Étant donné que la Charte des droits et libertés de la personne confie déjà à la CDPDJ le rôle de filtrer les plaintes frivoles ou de mauvaise foi, il ne saurait être conclu que le simple dépôt du recours par la Commission constitue un abus, le recours étant, à sa face même, susceptible de donner ouverture aux conclusions recherchées, souligne le juge Brunelle dans sa décision.
Sur les prétentions du Club selon lesquelles la plainte de discrimination de Mme Cohen-Peillon serait incompatible avec la norme d'égalité (art. 10 de la Charte) et s'apparenterait plutôt à une forme d'exploitation illicite contre les personnes âgées (art. 48 de la Charte), le Tribunal estime que l’organisme « ne réfère à aucun précédent susceptible d’étayer cet argument » et que celui-ci est, « au mieux, prématuré ».
Le Club, poursuit le Tribunal, plaide également que la demande devrait être rejetée parce qu’elle est contraire au droit à la vie, lequel inclurait un droit à la qualité de la vie, ainsi qu’au droit des hommes de s’associer, à l’exclusion des femmes.
Cette conclusion s’imposerait d’emblée, selon le Club, du fait que Mme Cohen-Peillon ne subit pas le moindre préjudice puisqu’elle demeure libre de se joindre à toute autre association réservée aux femmes.

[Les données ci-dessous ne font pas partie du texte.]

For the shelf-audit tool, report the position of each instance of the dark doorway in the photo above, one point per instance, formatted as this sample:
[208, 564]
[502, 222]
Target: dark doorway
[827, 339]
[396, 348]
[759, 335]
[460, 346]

Dans sa décision le juge Brunelle rappelle que la question du conflit entre le droit à l’égalité de l’article 10 et les autres droits individuels que la Charte garantit demeure complexe parce qu’elle n’établit pas de hiérarchie entre les droits.
« Dans l’immédiat, en tenant pour avérés les faits allégués dans la demande introductive d’instance, l’on peut à tout le moins constater que “ la plaignante s’est sentie enragée et humiliée, en tant que femme, qu’on lui refuse la possibilité d’être membre parce qu’elle est une femme ”, la privant ainsi du bénéfice “ des services offerts par le club ” », expose le juge.
Sans décider du fond du litige ni s’exprimer sur les chances de succès du recours exercé, le juge Brunelle estime que de telles allégations demeurent susceptibles de donner ouverture aux conclusions recherchées par la CDPDJ.
Rejet de la demande reconventionnelle et des « expertises »
Le Tribunal a également rejeté la demande reconventionnelle du Club, qui réclamait des sommes de plus de 61 000 $ à la CDPDJ et à Mme Cohen-Peillon pour les honoraires juridiques engagés.
Le juge Brunelle explique là aussi que le Tribunal est incompétent pour statuer sur ce type de réclamation. La saisine du Tribunal est limitée aux plaintes de discrimination filtrées par la CDPDJ, et une action en indemnisation pour abus de droit relève de la responsabilité civile, rappelle-t-il.
Le Tribunal a par ailleurs rejeté les rapports des deux rabbins présentés comme des expertises. Selon le juge Brunelle, « rien ne permet de conclure qu’ils ont les qualifications requises pour être reconnus comme experts sur le sujet de la socialisation non mixte des hommes âgés ».
Le rapport de la gériatre a en revanche été maintenu en attendant le fond du dossier.
Enfin, la demande du Club d'obtenir l'autorisation de procéder à un interrogatoire oral de la plaignante avant l'instruction a été rejetée.
« De l’avis du Tribunal, le recours principal consiste en la réclamation d’une somme d’argent qui fixe la valeur en litige, laquelle est bien inférieure au seuil de 50 000 $ visé par l’article 229 C.p.c. Ainsi, “ l’interdiction de tenir des interrogatoires s’applique ” puisqu’il “ ne s’agit pas d’un recours principal d’une nature autre que monétaire” », justifie le juge Brunelle.